I'm hoping to heat press onto flat acrylic sheet that I can then cut into shapes. I've been using a heat press for some time with inkjet and laser transfer paper onto fabric but would like to try this too. I've found some paper that will work on ceramics, metal, vinyl & plastic (in Australia) but am hoping someone may have some experience with this and can give me some general tips.

Thanks!


----------



## vctradingcubao (Nov 15, 2006)

Do an initial test press on a small piece of acrylic to see if it will not get deformed because of too much heat. You'll need a silicone pad as a heat barrier (to enable a gradual transfer of heat) and a thermometer to sort of not overcook the acrylic. Some thinner acrylic sheets gets deformed easily because of heat, so you might need a thicker one. This video could also help:

[media]http://busyprinting.com/Heat%20Transfer%20Resources/Transfer%20Printing%20Videos/Videos/34.wmv[/media]


----------



## iainlondon (May 11, 2010)

I bought a batch of 100% Acrylic Beanie Hats at a $1 Each and I wanted to print on them I set heat press to 275F and pressed for 20 seconds.By way of protection to the hat I cut 5 hat shaped pieces of parchment paper which I stapled together and covered said staples in heat proof tape (THIS PIECE I PLACED INSIDE HAT) I then made an Envelope Piece from Parchment paper(The same 5 pieces of Parchment) to which I then put Hat & Inside and Heat Pressed.Ive pressed 30 or so pieces & although a little bit time consuming seems to be successful,to speed up the process I,m going to make 2/3 Parchment protection cases.


----------



## idonaldson (Sep 29, 2008)

Not sure how you are cutting your acrylic, but I do the same with regular print/cut vinyl and then cut shape with laser - no need for heat press and the laser finishes the edges - you can even do it with cloroplast but some edge burning.


----------



## Carmigirl (Jun 18, 2011)

I didn't quite understand the protection part...could you re explain! Thanks!


----------



## Carmigirl (Jun 18, 2011)

And what type of vinyl did you use?


----------



## instant4002 (Dec 11, 2012)

How did you keep that hat from melting. My acrylic hats keep melting.


----------



## Carmigirl (Jun 18, 2011)

Now my hats never melted. My vinyl distorts big time when the hat stretches


----------



## cornerkid (Jun 23, 2011)

*bump .... can someone explain how to prevent melting of the acrylic beanie? it really flattens my hats and distorts the acrylic to somewhat of a flimsy looking material. ........ im pressing at 270F .... full pressure ..... thanks guys.


----------



## Vitality (Oct 5, 2014)

cornerkid said:


> *bump .... can someone explain how to prevent melting of the acrylic beanie? it really flattens my hats and distorts the acrylic to somewhat of a flimsy looking material. ........ im pressing at 270F .... full pressure ..... thanks guys.

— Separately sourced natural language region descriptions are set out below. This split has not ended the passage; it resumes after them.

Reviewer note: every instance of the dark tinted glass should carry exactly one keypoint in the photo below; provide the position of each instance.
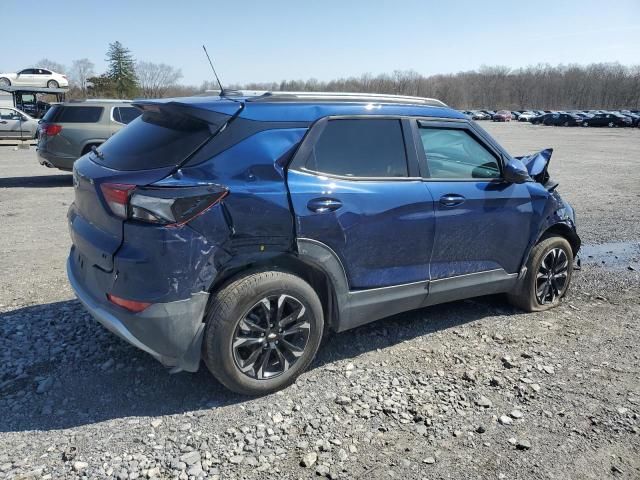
(65, 114)
(126, 114)
(360, 148)
(153, 141)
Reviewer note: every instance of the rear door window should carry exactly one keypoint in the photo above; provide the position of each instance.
(67, 114)
(360, 148)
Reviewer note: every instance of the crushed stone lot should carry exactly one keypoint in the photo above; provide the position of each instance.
(471, 389)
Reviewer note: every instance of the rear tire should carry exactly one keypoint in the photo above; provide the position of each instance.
(246, 345)
(549, 270)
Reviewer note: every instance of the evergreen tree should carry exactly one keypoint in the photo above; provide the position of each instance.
(122, 71)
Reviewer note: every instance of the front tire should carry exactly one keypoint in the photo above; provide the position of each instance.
(262, 331)
(549, 271)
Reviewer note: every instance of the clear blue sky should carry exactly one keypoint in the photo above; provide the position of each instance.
(275, 40)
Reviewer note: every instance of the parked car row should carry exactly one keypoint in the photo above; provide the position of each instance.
(573, 118)
(34, 77)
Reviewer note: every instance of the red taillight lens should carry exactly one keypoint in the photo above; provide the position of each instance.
(117, 197)
(50, 129)
(131, 305)
(173, 207)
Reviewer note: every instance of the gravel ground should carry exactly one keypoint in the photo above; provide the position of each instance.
(471, 389)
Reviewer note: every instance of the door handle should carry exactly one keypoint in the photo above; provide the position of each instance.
(451, 200)
(321, 205)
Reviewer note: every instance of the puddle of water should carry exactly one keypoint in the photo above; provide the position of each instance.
(615, 255)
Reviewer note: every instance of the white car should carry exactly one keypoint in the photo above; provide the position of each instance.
(34, 77)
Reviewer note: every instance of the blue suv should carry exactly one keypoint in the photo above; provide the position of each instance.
(241, 229)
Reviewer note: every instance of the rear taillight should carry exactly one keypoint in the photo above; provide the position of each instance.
(174, 206)
(50, 129)
(169, 206)
(117, 197)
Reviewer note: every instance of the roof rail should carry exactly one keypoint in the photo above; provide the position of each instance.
(103, 100)
(271, 96)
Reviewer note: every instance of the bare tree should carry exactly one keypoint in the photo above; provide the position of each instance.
(543, 86)
(156, 78)
(81, 70)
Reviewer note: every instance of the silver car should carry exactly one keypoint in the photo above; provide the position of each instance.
(15, 123)
(69, 130)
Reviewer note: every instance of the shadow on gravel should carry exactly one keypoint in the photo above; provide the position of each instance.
(44, 181)
(60, 369)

This is STILL the $60,000 question that people can't.. or just plain won't answer


----------



## sportkids (Aug 22, 2007)

Felt, silicone sheet or teflon sheet might be much easier and more heat proof. Make your own teflon pad - heat resistant foam, teflon sheets, and stitch the teflon sheet around the foam. Large teflon sheets on Amazon - 5 of them for $10, when they usually are $14-$16 thru suppliers


----------



## sportkids (Aug 22, 2007)

I tried it before. Acrylic has a lot of petroleum substance to it. The heat press makes it waxy and flattens it like a pancake. You have to look at the specs before you buy the Beanies, or better yet, check with a higher end supplier like Holloway.


----------



## Lees Custom (Mar 1, 2013)

Not entirely sure about vinyl, as it all has different application temperatures. They do make ones that apply at lower temps, which I would assume is what you want(?).

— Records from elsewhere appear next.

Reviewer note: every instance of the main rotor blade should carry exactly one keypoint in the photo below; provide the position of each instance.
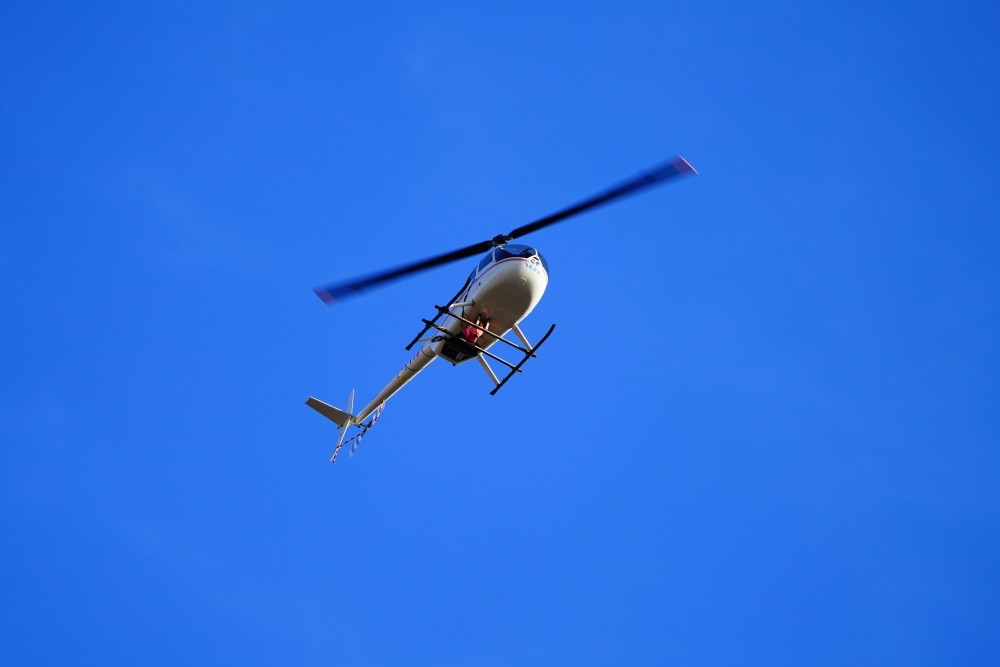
(337, 291)
(678, 166)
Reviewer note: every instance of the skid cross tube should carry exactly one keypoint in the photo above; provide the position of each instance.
(527, 356)
(478, 326)
(428, 325)
(431, 325)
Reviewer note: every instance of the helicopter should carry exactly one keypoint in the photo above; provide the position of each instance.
(503, 288)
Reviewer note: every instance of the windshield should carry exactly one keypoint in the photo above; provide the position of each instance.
(518, 250)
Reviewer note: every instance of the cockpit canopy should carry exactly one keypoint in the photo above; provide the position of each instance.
(511, 250)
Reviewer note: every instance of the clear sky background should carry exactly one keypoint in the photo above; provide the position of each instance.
(764, 432)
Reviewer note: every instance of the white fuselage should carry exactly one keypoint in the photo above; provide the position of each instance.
(501, 291)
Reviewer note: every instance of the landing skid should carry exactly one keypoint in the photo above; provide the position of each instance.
(473, 350)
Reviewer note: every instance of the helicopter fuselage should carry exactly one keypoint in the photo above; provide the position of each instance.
(501, 291)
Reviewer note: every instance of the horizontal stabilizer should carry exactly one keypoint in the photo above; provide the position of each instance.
(338, 417)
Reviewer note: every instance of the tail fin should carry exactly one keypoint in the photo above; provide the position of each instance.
(338, 417)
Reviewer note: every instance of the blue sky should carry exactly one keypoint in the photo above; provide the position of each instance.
(764, 432)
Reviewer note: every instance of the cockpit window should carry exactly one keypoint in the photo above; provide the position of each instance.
(518, 250)
(515, 250)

Fabrics like this, are never full pressure. Too much puff to them which under a heated press, will just flatten out. 

I have run into an issue before where I do a skull cap and the stitching is so dense, it would give you a skid mark on your forehead. I like to use heat applied backings/coverings to avoid this but first time I did it, I burned the hat, distorted it, and just flat out ruined it.

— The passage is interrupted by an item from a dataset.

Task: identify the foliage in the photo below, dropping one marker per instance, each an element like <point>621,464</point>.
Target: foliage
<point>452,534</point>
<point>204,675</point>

Being stubborn and type A, I don't like to take no for an answer. I tested a few methods until I found one that I was happy with that if it is ruining my hats, I will eat them.

Here is what I do:

Light Pressure, 300* F temp, cover with a Stahls Flexible Application Pad, 10-12 seconds press time.

No melting, no warping, no burn marks and it isn't a pancake.


----------